Quando a demolição envolve prédios comerciais, pode ser mais fácil conseguir comprar as unidades. A situação se complica nos residenciais, por envolver memórias e apego ao imóvel.

Formar um terreno em uma área com casas pode ser tão difícil quanto comprar um prédio e já faz parte da rotina de incorporadores, ressalta Tomaz. A diferença é que um terreno formado por várias casas é adaptável. Se um proprietário se recusa a vender, é possível contornar sua área. Com prédios isso não acontece. Se alguém não vender ou houver problemas com a documentação, a compra inteira cai, afirma Tomaz.

A demolição em si começa com um levantamento de toda a vizinhança em um raio de 50 metros, conta Mauricio Bianchi, diretor de engenharia da Idea!Zarvos. Ele também dirigiu por dez anos as obras e demolições do Cidade Matarazzo. “Entramos em todos os vizinhos e fotografamos subsolo, térreo e detalhes da fachada”, diz. Também é feito um seguro.

A demolição é feita por empresas especializadas. Para orçar um projeto, elas primeiro visitam o prédio ou casa a ser derrubado e levantam o que poderá ser revendido, como revestimentos, louças metais e vidros, explica Bianchi. As construções vão de “porteira fechada” para os demolidoras, com tudo que não foi retirado pelos proprietários.

Materiais recicláveis, como ferro e plástico, são separados. Concreto, tijolos e argamassa podem ser triturados e reaproveitados na obra. Cleriston Oliveira, da demolidora C.R.O., afirma que o material “britado” é usado para forrar terrenos, fazer drenagem ou como base para asfaltamento, tecnologia que passou a ser mais usada na última década. “Conseguimos reaproveitar de 85% a 90% do material”, diz. O que não é reaproveitado tem que ir para aterros. A C.R.O. já demoliu prédios nos Jardins, em Santa Cecília, no Centro e na Vila Madalena.

Um prédio de dez andares pode ser demolido em 70 a 90 dias, segundo Oliveira, ou até oito meses, a depender do processo, afirma Bianchi. “Demolição e correria não combinam”. Isso não costuma atrasar a obra se for feito durante o período de aprovação e preparação do novo empreendimento, que pode levar quase um ano.

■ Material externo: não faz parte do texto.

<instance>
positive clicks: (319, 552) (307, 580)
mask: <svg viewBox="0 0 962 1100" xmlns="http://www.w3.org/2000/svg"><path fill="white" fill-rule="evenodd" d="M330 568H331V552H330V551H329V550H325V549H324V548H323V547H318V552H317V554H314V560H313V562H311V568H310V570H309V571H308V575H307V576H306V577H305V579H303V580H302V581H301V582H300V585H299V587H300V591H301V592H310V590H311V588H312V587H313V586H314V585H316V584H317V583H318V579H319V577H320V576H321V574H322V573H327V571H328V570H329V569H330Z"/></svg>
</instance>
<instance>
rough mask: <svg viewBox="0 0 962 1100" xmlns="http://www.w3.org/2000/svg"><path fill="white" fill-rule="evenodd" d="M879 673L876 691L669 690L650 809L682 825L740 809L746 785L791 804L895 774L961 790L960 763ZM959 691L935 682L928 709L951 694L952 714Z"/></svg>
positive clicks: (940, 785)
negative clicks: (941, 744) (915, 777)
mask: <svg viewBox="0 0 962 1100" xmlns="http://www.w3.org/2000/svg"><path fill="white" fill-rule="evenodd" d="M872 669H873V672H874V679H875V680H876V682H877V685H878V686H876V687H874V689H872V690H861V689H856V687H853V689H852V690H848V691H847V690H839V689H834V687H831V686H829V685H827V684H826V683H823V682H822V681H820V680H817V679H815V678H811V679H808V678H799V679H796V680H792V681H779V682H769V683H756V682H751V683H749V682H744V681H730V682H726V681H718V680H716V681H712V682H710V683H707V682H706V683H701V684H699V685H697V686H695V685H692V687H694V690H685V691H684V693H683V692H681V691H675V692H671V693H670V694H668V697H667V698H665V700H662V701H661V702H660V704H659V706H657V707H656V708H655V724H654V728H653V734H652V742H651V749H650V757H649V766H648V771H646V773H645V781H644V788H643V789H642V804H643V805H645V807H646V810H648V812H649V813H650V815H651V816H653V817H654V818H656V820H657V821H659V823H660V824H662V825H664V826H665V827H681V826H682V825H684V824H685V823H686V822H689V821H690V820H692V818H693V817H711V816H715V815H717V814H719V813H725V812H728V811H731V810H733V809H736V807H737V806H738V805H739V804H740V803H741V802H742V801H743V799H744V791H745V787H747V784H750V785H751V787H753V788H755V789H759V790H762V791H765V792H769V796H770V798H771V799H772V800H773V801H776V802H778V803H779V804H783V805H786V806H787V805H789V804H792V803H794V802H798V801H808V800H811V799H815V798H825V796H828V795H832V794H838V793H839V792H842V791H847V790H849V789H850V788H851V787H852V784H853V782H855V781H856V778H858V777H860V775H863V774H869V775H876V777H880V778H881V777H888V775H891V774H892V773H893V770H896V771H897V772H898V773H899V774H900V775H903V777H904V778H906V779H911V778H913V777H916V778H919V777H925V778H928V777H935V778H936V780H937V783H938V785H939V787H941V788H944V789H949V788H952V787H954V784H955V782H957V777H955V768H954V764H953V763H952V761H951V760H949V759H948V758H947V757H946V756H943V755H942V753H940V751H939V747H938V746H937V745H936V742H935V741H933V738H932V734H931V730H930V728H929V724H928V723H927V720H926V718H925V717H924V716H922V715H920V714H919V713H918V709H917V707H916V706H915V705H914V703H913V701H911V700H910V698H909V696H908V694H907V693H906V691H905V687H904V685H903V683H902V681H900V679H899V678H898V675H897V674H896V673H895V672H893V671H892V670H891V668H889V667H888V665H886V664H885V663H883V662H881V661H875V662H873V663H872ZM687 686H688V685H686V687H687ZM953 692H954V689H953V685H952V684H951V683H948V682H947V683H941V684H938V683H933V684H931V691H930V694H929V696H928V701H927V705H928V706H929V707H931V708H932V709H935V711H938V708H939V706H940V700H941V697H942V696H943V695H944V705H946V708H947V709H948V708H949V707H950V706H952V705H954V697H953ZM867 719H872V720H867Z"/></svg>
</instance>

 No fim, demolir é uma questão financeira. Se o preço dos apartamentos que serão vendidos compensar o custo de aquisição dos prédios, a demolição e a nova obra, então, valem a pena. Rossano Nonino, sócio e diretor-executivo da gestora Fator Ore, afirma que um empreendimento se torna viável quando os custos com terreno e obra correspondem a 60% ou 65% do valor de venda das unidades.

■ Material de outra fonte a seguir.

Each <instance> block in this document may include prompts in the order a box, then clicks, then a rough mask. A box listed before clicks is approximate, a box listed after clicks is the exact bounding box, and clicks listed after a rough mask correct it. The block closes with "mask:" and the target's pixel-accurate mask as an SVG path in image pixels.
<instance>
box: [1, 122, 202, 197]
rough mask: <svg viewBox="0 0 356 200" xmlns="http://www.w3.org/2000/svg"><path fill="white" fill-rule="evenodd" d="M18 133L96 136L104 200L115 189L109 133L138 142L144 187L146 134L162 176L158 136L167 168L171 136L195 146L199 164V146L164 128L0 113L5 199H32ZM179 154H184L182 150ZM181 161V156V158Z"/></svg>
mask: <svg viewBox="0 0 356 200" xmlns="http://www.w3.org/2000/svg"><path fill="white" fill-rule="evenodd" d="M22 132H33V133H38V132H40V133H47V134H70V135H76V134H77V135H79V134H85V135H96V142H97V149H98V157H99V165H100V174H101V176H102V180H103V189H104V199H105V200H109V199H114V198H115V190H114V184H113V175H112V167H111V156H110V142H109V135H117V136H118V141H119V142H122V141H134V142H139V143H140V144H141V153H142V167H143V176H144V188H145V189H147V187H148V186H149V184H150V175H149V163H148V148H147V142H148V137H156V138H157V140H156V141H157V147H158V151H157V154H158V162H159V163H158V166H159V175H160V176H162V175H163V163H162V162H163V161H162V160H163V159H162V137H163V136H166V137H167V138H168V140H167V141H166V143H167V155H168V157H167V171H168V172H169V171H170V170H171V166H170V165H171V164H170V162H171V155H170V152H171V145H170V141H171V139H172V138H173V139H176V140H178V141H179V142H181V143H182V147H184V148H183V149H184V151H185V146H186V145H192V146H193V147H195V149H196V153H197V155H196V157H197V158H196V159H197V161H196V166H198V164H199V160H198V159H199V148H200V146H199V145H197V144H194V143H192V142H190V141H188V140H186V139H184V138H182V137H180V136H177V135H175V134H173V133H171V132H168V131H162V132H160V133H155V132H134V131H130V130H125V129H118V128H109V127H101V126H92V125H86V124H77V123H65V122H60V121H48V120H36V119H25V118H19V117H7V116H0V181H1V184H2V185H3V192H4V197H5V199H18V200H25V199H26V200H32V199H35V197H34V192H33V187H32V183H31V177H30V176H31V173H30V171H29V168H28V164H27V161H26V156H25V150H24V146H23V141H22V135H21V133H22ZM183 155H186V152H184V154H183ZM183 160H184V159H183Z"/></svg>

Por esses motivos, não se vê em São Paulo uma corrida pela demolição de prédios, mas casos em áreas pontuais, que podem ficar mais comuns com o aumento de potencial construtivo dado pelo Plano Diretor para áreas com infraestrutura, segundo Ferh.

A reforma dos prédios, chamada de retrofit, é uma alternativa à demolição, mas nem sempre compensa para o incorporador. Tomaz destaca que um imóvel que passou por retrofit não é vendido pelo mesmo valor de um novo na mesma área, por ser adaptação. Além disso, dependendo do projeto, essa adaptação não é possível.